Dive Brief:
- EHR giant Epic Systems Corp will soon launch its own app store—a company-branded iTunes or Google Play Store for healthcare apps—aimed at creating an independent marketplace for apps related solely to healthcare, according to a report in the Wisconsin State Journal.
- The revelation came not from a press release, but through public statements made by Mark Bakken, co-founder and former CEO of Nordic Consulting, which works frequently with Epic. He was at a luncheon meeting of the Wisconsin Innovation Network when he revealed the plans, which were later confirmed by an Epic spokesperson.
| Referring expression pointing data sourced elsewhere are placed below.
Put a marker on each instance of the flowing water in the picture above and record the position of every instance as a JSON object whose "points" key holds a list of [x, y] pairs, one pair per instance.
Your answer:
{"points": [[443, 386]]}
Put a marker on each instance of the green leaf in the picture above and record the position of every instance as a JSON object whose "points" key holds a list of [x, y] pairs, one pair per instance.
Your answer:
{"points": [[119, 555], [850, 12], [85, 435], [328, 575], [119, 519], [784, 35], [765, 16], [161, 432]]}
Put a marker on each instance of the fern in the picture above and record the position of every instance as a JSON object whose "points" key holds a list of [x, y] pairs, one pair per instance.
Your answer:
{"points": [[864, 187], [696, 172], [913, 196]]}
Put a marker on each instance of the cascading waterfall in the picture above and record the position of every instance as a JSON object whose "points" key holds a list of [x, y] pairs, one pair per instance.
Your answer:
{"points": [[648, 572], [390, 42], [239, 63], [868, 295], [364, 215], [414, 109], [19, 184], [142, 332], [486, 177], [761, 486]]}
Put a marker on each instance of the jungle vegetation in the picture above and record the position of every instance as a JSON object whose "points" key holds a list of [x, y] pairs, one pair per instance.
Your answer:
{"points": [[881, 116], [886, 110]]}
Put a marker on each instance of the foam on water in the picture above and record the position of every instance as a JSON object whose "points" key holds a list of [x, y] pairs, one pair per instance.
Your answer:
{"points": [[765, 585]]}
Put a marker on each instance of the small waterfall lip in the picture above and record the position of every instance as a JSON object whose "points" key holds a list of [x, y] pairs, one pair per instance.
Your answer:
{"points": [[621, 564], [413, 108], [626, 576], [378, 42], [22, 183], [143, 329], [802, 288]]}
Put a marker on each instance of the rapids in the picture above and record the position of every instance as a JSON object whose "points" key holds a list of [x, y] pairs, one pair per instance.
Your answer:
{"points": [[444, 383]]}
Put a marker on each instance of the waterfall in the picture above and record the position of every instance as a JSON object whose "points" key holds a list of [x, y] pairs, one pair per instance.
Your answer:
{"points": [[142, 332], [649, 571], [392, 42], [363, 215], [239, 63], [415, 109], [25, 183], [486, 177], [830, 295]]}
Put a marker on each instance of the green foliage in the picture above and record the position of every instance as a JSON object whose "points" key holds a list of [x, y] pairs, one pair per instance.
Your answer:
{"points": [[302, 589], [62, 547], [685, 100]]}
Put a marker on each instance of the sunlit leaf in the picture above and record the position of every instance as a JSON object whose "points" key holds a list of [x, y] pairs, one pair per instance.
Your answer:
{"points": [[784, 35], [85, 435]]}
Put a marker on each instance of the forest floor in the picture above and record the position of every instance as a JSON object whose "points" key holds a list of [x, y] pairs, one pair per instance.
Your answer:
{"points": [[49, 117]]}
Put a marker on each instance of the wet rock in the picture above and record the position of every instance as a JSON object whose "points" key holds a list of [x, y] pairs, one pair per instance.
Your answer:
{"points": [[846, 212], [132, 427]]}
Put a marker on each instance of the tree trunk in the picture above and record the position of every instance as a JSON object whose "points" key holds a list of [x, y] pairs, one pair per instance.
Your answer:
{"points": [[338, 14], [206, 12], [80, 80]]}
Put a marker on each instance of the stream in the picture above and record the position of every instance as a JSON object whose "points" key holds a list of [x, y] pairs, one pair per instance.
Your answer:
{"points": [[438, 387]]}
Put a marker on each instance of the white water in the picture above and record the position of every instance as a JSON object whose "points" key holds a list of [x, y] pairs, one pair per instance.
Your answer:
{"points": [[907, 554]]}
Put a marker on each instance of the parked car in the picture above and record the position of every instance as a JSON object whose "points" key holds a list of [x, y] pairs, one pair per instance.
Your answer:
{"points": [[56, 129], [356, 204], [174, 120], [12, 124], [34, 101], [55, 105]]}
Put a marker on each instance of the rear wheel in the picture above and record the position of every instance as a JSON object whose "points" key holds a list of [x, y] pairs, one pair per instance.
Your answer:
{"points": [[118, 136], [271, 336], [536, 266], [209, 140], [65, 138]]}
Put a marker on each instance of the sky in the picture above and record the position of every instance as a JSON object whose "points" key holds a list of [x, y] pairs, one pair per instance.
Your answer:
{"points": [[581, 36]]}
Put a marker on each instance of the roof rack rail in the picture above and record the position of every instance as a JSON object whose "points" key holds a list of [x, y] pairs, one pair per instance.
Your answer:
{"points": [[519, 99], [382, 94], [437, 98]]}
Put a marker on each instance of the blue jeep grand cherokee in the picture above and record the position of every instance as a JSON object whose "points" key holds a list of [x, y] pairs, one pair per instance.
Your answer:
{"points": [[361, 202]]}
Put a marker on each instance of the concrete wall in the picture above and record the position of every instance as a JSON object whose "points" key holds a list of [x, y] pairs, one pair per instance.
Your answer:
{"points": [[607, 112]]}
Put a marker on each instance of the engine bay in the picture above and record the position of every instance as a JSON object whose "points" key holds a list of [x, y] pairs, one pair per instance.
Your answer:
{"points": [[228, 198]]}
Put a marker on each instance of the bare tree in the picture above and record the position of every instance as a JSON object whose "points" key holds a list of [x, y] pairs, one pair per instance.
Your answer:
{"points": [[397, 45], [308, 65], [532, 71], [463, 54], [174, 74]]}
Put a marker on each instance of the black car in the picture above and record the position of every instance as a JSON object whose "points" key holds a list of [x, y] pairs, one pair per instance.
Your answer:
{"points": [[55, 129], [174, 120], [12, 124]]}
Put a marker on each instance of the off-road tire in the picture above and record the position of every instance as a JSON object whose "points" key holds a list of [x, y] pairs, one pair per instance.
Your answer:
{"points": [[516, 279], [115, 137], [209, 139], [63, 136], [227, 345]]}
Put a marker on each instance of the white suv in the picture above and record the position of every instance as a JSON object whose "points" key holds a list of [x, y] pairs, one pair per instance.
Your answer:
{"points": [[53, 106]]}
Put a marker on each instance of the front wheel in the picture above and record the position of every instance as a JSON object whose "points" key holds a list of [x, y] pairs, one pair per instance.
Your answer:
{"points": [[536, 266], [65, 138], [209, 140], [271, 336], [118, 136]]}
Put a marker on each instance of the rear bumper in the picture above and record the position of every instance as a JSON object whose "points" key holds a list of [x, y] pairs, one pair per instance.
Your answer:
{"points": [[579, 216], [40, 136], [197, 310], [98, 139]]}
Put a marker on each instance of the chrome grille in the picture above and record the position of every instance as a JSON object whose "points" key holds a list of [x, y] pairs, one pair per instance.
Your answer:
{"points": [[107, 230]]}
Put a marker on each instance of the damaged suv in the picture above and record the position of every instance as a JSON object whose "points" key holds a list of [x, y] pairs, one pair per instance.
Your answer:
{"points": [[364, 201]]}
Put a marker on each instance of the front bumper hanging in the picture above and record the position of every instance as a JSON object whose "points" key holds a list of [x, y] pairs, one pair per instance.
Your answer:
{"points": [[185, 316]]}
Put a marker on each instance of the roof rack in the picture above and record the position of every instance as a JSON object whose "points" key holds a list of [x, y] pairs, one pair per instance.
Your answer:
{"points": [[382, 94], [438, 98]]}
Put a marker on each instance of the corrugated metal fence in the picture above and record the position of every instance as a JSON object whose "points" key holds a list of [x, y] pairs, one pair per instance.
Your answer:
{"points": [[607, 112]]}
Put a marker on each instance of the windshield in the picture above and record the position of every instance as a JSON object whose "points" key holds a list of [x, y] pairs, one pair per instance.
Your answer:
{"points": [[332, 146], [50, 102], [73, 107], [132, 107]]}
- "Let's say you want to create an app for the iPhone. Apple has automated that online. As long as you play by all the rules, they'll publish it," Bakken told the Journal, explaining that the company will be "publishing a road map about how to work with Epic. Once they officially launch this, then it'll be very, very easy. It will really open the floodgates for anyone that knows Epic to really get their product on the market quickly and in front of Epic's customers. So the distribution channel is huge."
Dive Insight:
Some healthcare media have reported that the move to create an app store might help get Epic out of the doghouse for being too proprietary with their technology. One outlet even ran a piece that linked the opening of the app store to Epic possibly trying to get a major Department of Defense EHR contract. The logic thread was that the DoD is adamant about interoperability, and Epic's reputation for having a closed system might take it out of the running.
That might be a stretch.
True, a handful of healthcare industry figures have publicly stated that Epic is no more a closed system than any other company's EHR solution, and that the company has done far more for the mission of interoperability than for which they get credit. Also, the company's APIs are all built as open-source code available at open.epic.com for anyone to build upon, as promoted on the front page of Epic's website.
But an open API doesn't turn a proprietary platform into a free-for-all, nor does an app store. This latest move is significant for the reasons stated by Bakken, but not necessarily because Epic will prove that it's open to building a truly interoperable EHR. Despite its apparent willingness to walk the interoperability path, most observers agree that it still has a ways to go. Rolling out an app store may be a sexy move, it doesn't move the needle on interoperability.